Trust Issues #
With the given advancements in AI, quantum computers, and who knows what will be invented in the near future of 5 years, our way of protecting against breaches is simply outdated. With our current encryption, we store data on our database and when sending it to a client, we encrypt and the client decrypts. Encryption has come a long way with async encryption, but the logic behind how we structure this transaction depends on trusting the server to be faithful or secure. You trust your government to keep your personal data safe, but they can never be 100 percent safe.
With that in mind, I came across this encrypting method called Fully Homomorphic Encryption (specifically the CKKS scheme) while researching for my dissertation topic.
Disclaimer: This is purely from a few days of reading and skimming through papers; I do not have deep knowledge.
How It Works #
The 5-year-old explanation I constructed in my head is that it is using some sort of complex math behind the curtain to turn the data into a polynomial equation with a bit of noise (this is going to be important soon).
Let’s say we got two of those equations (2 encrypted data); we can run multiplication and addition on them. If we decrypt the product of that, it will be the same thing as the product of the previous two unencrypted data processed. Using that, on a database, we can run a query with encrypted data directly on them. This leads to one big change in our database server structure: we do not need to have unencrypted raw data to be stored, and the database can be breached without the risk of data reveal. This is huge for biometric data storage.
The Computation Tax #
Now, obviously, there are many known attacks on FHE such as physical electricity pattern leakage, client-side attacks, and such. However, the biggest problem is the complexity itself. The compute power required is a lot; the current production systems will face a bottleneck on speed and computation.
These equations are not represented in a simple few bytes like integers. One polynomial consists of a huge number of coefficients going from 16,384 up to 65,536. It could look like this:
a(x) = a0 + a1x^1 + a2x^2 + … + a(N-1)x^(N-1)
These large coefficients are obviously way too big for a single piece of data; that is where SIMD (Single Instruction, Multiple Data) comes in handy. An encrypted ciphertext has a fixed number of Slots—for a standard 16,384-degree polynomial, you get 8,192 slots.In a biometric database use case, a single face embedding is typically a vector of 512 floating-point numbers. Since we have 8,192 slots, we can ‘pack’ 16 different face embeddings into one single ciphertext (512 x 16 = 8,192) and process all of them simultaneously. This increases the throughput substantially. If we only assign one face embedding to a ciphertext, the rest of the slots are filled with zeros, but the processing time for 16 embeddings versus 1 embedding remains exactly the same.
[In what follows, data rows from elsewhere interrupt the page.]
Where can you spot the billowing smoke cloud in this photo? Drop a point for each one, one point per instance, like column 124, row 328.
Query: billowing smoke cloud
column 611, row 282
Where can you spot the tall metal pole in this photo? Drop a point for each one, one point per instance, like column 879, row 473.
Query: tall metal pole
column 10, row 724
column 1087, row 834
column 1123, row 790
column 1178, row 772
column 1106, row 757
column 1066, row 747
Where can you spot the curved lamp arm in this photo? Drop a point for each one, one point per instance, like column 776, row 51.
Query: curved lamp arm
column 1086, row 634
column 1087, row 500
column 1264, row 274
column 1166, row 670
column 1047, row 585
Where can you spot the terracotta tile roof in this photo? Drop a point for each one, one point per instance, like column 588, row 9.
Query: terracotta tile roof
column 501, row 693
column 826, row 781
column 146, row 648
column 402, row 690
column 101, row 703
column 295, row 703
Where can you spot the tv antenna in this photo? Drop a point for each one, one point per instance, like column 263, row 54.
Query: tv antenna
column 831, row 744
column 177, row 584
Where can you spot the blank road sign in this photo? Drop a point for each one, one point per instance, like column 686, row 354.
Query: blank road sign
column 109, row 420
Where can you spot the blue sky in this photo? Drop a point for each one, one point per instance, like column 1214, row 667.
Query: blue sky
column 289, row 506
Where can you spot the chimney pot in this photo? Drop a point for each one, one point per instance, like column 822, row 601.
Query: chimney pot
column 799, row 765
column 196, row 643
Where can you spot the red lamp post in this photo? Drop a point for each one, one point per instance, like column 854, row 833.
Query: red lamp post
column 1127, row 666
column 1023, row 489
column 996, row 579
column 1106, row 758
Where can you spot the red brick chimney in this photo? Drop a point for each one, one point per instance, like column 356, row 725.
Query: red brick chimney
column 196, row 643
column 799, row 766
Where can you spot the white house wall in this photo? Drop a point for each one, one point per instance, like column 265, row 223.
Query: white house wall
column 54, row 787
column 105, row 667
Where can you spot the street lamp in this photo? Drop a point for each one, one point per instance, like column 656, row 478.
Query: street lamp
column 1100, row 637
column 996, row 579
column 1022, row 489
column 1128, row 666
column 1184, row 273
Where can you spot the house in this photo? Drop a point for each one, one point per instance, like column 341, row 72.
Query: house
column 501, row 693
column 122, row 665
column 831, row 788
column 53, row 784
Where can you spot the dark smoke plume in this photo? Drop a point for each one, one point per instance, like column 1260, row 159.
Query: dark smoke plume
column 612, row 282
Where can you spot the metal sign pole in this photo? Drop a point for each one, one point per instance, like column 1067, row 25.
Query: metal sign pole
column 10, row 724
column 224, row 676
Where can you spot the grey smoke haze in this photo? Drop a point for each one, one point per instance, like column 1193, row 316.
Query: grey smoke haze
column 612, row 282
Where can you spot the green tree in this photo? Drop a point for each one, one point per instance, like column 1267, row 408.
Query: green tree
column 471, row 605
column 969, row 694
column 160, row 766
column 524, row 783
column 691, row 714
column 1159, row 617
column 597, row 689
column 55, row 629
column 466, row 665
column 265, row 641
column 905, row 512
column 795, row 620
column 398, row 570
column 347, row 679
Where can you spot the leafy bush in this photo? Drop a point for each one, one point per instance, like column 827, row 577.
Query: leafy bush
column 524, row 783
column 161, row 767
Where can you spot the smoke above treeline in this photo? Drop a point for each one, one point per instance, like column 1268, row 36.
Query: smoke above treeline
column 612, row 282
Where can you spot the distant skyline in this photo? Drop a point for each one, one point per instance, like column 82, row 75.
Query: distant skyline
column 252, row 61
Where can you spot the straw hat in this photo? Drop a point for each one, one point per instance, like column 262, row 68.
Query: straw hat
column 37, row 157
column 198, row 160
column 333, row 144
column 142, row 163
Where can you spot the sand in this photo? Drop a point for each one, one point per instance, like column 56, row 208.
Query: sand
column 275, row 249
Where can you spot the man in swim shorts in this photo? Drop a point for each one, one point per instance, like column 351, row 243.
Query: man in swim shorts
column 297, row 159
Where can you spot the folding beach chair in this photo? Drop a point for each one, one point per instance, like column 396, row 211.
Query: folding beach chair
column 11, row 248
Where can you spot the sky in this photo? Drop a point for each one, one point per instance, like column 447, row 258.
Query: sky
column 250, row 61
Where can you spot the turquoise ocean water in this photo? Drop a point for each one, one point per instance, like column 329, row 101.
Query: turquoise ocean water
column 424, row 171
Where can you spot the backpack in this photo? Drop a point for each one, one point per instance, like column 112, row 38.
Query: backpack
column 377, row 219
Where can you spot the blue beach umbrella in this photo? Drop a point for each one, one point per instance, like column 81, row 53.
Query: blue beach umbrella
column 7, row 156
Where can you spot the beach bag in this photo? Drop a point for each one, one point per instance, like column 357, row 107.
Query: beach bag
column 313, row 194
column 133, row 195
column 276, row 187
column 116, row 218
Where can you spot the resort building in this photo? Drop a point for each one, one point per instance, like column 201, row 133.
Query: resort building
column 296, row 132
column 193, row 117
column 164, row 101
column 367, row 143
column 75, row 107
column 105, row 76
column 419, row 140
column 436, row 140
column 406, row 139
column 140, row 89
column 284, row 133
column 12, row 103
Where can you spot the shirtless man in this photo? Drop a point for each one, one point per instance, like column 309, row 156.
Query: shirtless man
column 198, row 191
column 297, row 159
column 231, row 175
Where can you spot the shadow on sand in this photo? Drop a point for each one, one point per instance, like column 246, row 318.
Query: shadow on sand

This makes high-throughput batching the only way to make the ‘computation tax’ of FHE worth it.
The next problem is the noise. Every time the data is processed, the product equation has even more noise. Too much noise will turn the equation into random data. Before that happens, bootstrapping takes place, where we recalculate everything to its minimal noise all at once—which is incredibly computation-heavy.
Data Expansion: Standard vs. CKKS #
| Feature | Standard Computing (Plaintext) | FHE (CKKS Ciphertext) |
|---|---|---|
| Basic Unit | 64-bit Integer / Float | Polynomials (e.g., Degree 16,384) |
| Storage Size | 8 Bytes | ~2 MB to 5 MB |
| Processing Goal | Logic & Branching (if/else) | Arithmetic (+ and x only) |
| Analogy | Carrying a single coin | Carrying a 50lb bag of sand to hide one coin |
The Future: No Liability #
An interesting note: FHE is a type of Lattice-based cryptography, which is specifically designed for the threat of quantum computers. While quantum machines will eventually be able to decrypt our AES or RSA protected data with ease, they don’t have a known “shortcut” for the math behind FHE.
So while this is a very promising future, it has a lot of tradeoffs. With the right hardware architecture designed for polynomial computation instead of 64-bit integers—or using a different physical way to calculate like using light or atoms—the calculation seems far more applicable. Instead of trusting someone to keep your data safe and also not use it for themselves, data can be given with no liability.